To Fetch a Felon by Jennifer Hawkins

Title: To Fetch a Felon
Author: Jennifer Hawkins
Publisher: Berkley Publishing Group
Source: NetGalley in exchange for an honest review

To Fetch a Felon Book Cover. A pembroke welsh corgi is smelling spilled tea in a flower garden with a fox watching the corgi from behind a bush.

Emma Reed and her beloved Corgi move from London to Cornwall with the dream of opening a tea shop—but first they’ll have to collar a criminal in the first book in a charming new series.

Emma leaves London and her life in high finance behind her and moves to an idyllic village in Cornwall, with its cobblestone streets and twisting byways. She plans to open a village tea shop and bake the recipes handed down to her from her beloved grandmother, and of course there’ll be plenty of space for her talking corgi, Oliver, to explore. Yes…talking. Emma has always been able to understand Oliver, even though no one else can.

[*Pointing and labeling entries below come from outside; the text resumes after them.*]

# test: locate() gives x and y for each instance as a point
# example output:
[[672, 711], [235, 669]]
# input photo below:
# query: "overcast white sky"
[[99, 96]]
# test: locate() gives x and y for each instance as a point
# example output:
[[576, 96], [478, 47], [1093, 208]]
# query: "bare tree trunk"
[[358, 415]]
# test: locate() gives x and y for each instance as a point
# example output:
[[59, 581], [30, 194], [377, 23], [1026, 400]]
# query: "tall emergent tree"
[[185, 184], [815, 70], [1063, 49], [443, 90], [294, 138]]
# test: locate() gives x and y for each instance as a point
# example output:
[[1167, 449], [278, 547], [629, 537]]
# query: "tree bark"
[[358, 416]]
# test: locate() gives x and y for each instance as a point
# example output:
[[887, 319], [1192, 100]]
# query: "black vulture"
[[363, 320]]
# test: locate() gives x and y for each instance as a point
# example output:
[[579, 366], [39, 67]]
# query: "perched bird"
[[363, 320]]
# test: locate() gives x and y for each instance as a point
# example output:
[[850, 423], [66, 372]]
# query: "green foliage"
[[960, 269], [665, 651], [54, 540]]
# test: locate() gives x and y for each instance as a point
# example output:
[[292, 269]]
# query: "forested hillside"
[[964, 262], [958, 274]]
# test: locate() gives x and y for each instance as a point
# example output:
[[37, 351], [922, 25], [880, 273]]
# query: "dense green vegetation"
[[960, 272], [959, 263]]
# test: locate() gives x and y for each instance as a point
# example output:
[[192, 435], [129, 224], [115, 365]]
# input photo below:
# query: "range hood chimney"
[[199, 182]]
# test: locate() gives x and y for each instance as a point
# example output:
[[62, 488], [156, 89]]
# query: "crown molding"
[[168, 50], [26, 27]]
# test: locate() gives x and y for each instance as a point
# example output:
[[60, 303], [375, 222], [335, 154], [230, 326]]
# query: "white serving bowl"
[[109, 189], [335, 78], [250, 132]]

As soon as Emma arrives in the village she discovers that the curmudgeonly owner of the building she wants to rent for her shop hates dogs and gets off on the wrong foot with Oliver. Although some might turn tail and run, Emma is determined to win her over. But when she delivers some of her homemade scones as a peace offering, she finds the woman dead. Together, Emma and Oliver will need to unleash their detective skills to catch a killer.

Is it any surprise a book with a talking corgi caught my interest? It shouldn’t be! The relationship between Emma and Oliver is sweet. She indulges his culinary appetite maybe a bit too much for my own tastes (fatty sausages!) but he is more than willing to remind Emma that she needs to go for a walk instead of spending all day looking at a laptop doing research.

Emma very purposefully moved to Trevena because of childhood memories and the perfect tea shop location. It’s a place where she can leave her old finance life behind and make a new life based on what she wants and not what she thinks she should do. The village does have tourists but the year-round residents seem to know everything about everyone else.

This mystery had more than one twist to it which kept me on my toes. Emma’s sounding boards, Angelique and Genny, are local business owners who are able to fill Emma in on the village gossip.

Some of the things I liked were the variety of characters (different ages and ethnicities), the mystery has several red herrings, Oliver’s willingness to help Emma even if he didn’t understand precisely what was going on, and the entire reason for Emma moving to the village doesn’t get derailed by the murder.